Monday, April 11, 2011

Virginity, Feminism & Publicity: The "Deflowering" of Nicki Blue

Nicki Blue is a 21 year old aspiring porn actress who chose to "lose her virginity" live on-air on January 15th at the studios of Kink.com. Stepping past any personal opinions you may have about the value and validity of the porn industry, her decision - and the marketing choices of her chosen purveyor, Kink.com - have raised some fascinating conversations within the sex-positive community about the meaning of sexuality and the perceived value of a woman.


It wasn't that long ago that a woman was considered the property of her father until she became the property of her husband - in fact, this mindset is still common in developed countries, not to mention third-world countries. For example, I offer an article from 2007 about two such stories from Pakistan. This is not ancient history, this is a matter of modern reality.


An article by Miss Maggie Mayhem thoroughly examines several myths about female sexuality. Each seems supported and promoted by Kink.com's original press release which stated, for example, "Prior to the event, a trained expert will insert Kink.com's official hymen-cam to validate that Blue's hymen is still in place and that she is a true virgin. Once her hymen is confirmed, the evening will proceed."


Maggie takes issue with the term "True Virgin" and I highly recommend her article for a thoroughly accurate education about the female hymen, including fact-based deconstruction of the myth that an intact hymen is the determining factor of virginity. Further discussion inquires into the focus on penile/vaginal sex as the form of sex through which a woman "loses" her virginity, and the perceived value of virginity itself.


Being a little bit of a language diva, let's look at the very wording here. When a woman "loses her virginity," what exactly is she losing?! Is my value as a woman diminished by such a loss?


According to Wikipedia:

"Bride price, also known as bride wealth, is an amount of money or property or wealth paid by the groom or his family to the parents of a woman upon the marriage of their daughter to the groom. (Compare dowry, which is paid to the groom, or used by the bride to help establish the new household, and dower, which is property settled on the bride herself by the groom at the time of marriage.) In the anthropological literature, bride price has often been explained in market terms, as payment made in exchange for the bride's family's loss of her labor and fertility within her kin group. The agreed bride price is generally intended to reflect the perceived value of the girl or young woman."
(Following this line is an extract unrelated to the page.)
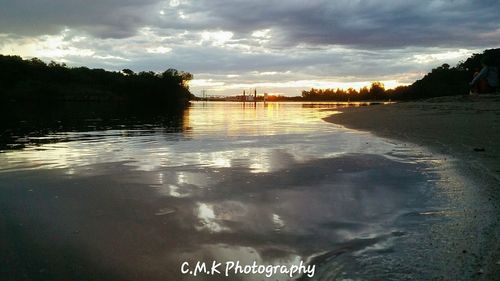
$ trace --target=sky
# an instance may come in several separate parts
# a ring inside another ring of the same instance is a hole
[[[0,53],[190,72],[200,96],[411,84],[500,47],[498,0],[0,0]]]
In such a society, the loss of a woman's virginity, if unmarried, is actually the loss of her father's or future husband's financial gain. Is that who we are today? I think not.


Furthermore, the language of virginal loss seems a disservice to young men and young women alike - implying an innocence that rarely exists in our hyper-sexualized culture; creating a focus on the Thing of virginity instead of on making healthy sexual and emotional choices; and propagating a sexist view where men are perceived to gain value for varied sexual experience, and women to lose value for the same.


Pursuant to Maggie's article, Peter Acworth, CEO of Kink.com, published an extraordinary apology. "Instead of showing our gratitude to Nicki for choosing Kink to fulfill her sexual fantasy - to break her hymen during her first vaginal sex experience in front of thousands of fans - we marketed it in a way that relied on sexist tropes and myths about the female body that we should not have perpetuated," he wrote. "And that fact was rightfully brought to our attention by bloggers who hold us to a much higher standard than that. We truly thank them for it and are gratified to see issues surrounding female sexuality, virginity and sexism being discussed in public forums - even if it was as a result of our screw up."


No matter your views of pornography, this debacle serves as a reminder that women's sexuality remains only moderately liberated, and that our choice of language in all matters sexual makes a difference. We can speak a world of freedom, or a world of limitation and judgment. You choose.



M. Makael Newby, 2011 - All Rights Reserved - http://mmakaelnewby.blogspot.com

1 comment:

  1. I've always wondered at the idea of hymen-breakage as the point at which you were no longer a virgin. I had sex a half dozen times before my hymen broke, and I know other women who had broken their hymen long before engaging in vaginal intercourse. And then, of course, there lies the question of virginity for people whom have no desire for penetrative intercourse. Are they virgins forever, no matter how many partners they have? It all serves to highlight the silliness of the entire topic of virginity as a a value marker.